Although their methods were unusual, the Kurdish protest was undeniably effective. The Guardian did indeed speak up, and because the media delights in nothing more than reporting on what happens to other media outlets, the protest was picked up by the New York Times (with a detailed commentary from the Twitter accounts of some of the Guardian editors), the Pittsburgh Gazette, Turkish news site Milliyet, and in Journalism News. By reporting on the protests at the Guardian, each news site gave a little bit of context to the protests, with a few sentences thrown in casually about the months-long Turkish assault on Iraqi Kurdistan or a bit of background about the PKK (Kurdistan Worker’s Party).
And so some of the media silence, the silence that is “the greatest enemy of the Kurds”, was broken, and yet the Guardian may not prove to be the Kurds’ Bastille as they seek a consistent and nuanced voice in the media. News media offices shouldn’t need to be stormed before reporting on a cross-border war against an entire people in the name of violently eliminating one radical element.
Whether there will be some continued attention to the Kurdistan region remains to be seen, but the important issue isn’t whether news media simply talks about Kurdish issues. The recent articles that have come out after the protests are lacking in nuance and detail, and centralize either Turkish actions or the PKK. There is little to no representation of other Kurdish stories, of Kurds not involved in the PKK or even those who oppose the actions of the PKK. There are no stories of the centuries-long oppression against the Kurds that continues to push youth into the PKK, nor of the obstinacy of Turkish diplomacy in finding another answer to the Kurdish question.
Turkish and Iranian assaults in the mountains of Iraqi Kurdistan affect PKK supporters and non supporters alike, and yet the mainstream narrative about Kurds continues to focus on the PKK. An explosion in Ankara, Turkey that killed several civilians was allegedly carried out by the PKK, according to the Turkish government, which then used the explosion as justification for a swift and intense bombing campaign in the mountains of Qandil. Reports of sustained bombing for the last week have continued to emerge with unknown repercussions on either PKK rebels or civilians. A funeral for a guerrilla fighter from the People’s Defense Forces (HPG, an offshoot of the PKK) turned chaotic when Turkish police launched tear gas into the crowds and arrested over 120 people who attended the ceremony, adding to the 771 Kurds detained throughout the month of September.
Amid these new affronts, diplomatic efforts between Kurds and Turks are being renewed. Kurdish politicians end a months long boycott of the Turkish parliament, with a statement from the co-leader of the Peace and Democracy Party. “The boycott was a correct, justifiable and dignified decision,” he says, “but we ended it to defend peace and fight against war more powerfully.”

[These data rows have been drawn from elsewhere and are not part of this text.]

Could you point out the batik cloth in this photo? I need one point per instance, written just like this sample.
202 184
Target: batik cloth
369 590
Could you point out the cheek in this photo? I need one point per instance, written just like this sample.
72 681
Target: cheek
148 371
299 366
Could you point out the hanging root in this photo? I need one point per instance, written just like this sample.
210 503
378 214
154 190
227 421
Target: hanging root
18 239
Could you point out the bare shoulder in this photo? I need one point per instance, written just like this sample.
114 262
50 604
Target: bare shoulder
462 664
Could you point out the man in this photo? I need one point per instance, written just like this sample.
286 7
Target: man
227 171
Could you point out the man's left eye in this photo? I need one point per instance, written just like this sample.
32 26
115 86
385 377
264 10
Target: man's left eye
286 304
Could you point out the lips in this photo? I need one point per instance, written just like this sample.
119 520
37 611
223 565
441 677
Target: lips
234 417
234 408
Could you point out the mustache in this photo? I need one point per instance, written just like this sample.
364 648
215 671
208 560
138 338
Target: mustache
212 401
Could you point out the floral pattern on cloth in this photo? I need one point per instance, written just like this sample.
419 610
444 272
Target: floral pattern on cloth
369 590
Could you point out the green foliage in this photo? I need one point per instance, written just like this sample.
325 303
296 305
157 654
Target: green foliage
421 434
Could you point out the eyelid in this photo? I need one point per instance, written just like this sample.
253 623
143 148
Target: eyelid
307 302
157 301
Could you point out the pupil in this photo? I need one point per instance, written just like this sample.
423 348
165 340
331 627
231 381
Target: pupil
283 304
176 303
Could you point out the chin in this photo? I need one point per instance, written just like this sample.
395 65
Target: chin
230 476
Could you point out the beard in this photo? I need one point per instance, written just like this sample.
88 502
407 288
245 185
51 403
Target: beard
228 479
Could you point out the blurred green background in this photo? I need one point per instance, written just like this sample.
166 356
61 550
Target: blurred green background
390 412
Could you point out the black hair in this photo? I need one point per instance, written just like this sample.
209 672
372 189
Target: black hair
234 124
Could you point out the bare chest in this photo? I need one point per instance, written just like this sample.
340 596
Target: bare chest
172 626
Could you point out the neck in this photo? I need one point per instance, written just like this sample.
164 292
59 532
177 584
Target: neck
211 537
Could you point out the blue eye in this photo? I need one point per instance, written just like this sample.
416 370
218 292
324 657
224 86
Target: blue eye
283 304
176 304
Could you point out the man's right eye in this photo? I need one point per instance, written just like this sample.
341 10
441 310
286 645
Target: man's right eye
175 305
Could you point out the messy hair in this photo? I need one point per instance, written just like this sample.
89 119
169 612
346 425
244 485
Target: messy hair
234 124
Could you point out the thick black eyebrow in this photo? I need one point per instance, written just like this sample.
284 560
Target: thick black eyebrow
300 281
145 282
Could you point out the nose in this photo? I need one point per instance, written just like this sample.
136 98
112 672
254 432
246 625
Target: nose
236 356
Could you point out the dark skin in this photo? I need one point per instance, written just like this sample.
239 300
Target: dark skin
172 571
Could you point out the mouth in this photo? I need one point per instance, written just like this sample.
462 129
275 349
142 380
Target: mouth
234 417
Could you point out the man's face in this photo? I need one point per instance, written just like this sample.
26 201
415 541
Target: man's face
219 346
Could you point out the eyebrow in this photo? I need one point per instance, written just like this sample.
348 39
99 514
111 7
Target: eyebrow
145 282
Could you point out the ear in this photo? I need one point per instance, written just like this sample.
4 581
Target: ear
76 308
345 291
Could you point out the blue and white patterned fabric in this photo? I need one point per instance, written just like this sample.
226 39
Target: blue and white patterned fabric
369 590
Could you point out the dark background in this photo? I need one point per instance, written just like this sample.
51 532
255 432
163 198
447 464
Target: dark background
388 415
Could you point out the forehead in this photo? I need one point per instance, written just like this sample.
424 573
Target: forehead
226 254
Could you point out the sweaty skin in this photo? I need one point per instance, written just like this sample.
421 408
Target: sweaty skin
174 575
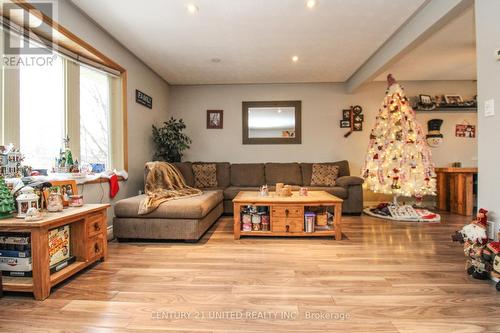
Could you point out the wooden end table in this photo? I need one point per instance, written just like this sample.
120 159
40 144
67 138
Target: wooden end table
455 189
287 213
88 243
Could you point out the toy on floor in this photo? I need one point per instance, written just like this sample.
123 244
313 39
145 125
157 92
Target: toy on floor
491 254
474 238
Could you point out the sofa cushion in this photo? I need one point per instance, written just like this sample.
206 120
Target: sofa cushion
337 191
324 174
307 170
288 173
183 208
232 191
247 174
186 170
205 175
223 172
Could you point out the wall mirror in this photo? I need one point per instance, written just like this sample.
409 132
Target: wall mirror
272 122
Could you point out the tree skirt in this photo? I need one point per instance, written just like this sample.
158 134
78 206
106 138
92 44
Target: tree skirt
404 213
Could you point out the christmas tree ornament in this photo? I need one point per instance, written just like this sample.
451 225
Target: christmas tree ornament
434 137
6 200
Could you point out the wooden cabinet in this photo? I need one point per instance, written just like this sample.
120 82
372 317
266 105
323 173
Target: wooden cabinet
88 243
455 190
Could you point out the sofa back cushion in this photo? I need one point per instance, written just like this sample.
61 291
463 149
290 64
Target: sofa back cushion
223 173
186 170
247 174
205 175
288 173
307 170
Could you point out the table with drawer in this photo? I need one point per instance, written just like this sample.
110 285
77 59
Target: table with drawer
88 243
287 213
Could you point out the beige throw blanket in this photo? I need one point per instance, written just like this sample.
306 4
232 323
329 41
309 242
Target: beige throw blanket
164 183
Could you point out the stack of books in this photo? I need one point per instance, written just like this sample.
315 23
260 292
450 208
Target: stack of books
15 254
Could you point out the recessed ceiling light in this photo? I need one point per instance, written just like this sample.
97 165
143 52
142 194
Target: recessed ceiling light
192 8
311 4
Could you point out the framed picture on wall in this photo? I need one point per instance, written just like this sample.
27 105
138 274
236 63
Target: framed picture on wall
215 119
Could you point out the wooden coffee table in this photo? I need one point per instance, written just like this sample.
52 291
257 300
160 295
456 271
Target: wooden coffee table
287 213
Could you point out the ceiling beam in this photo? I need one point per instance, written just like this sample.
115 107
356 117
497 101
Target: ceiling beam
429 18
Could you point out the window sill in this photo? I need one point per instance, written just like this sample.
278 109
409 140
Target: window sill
101 180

The media’s silence towards the Kurdistan region suffocates nuanced Kurdish debate and gives Turkey a distinct advantage in its war against the Kurds. It remains to be seen whether diplomatic and peaceful efforts by the Kurds will be highlighted alongside the usual focus on the PKK. Kurds shouldn’t have to storm the Guardian to merit a headline, but whether the media in the UK and elsewhere will pick up on that remains to be seen.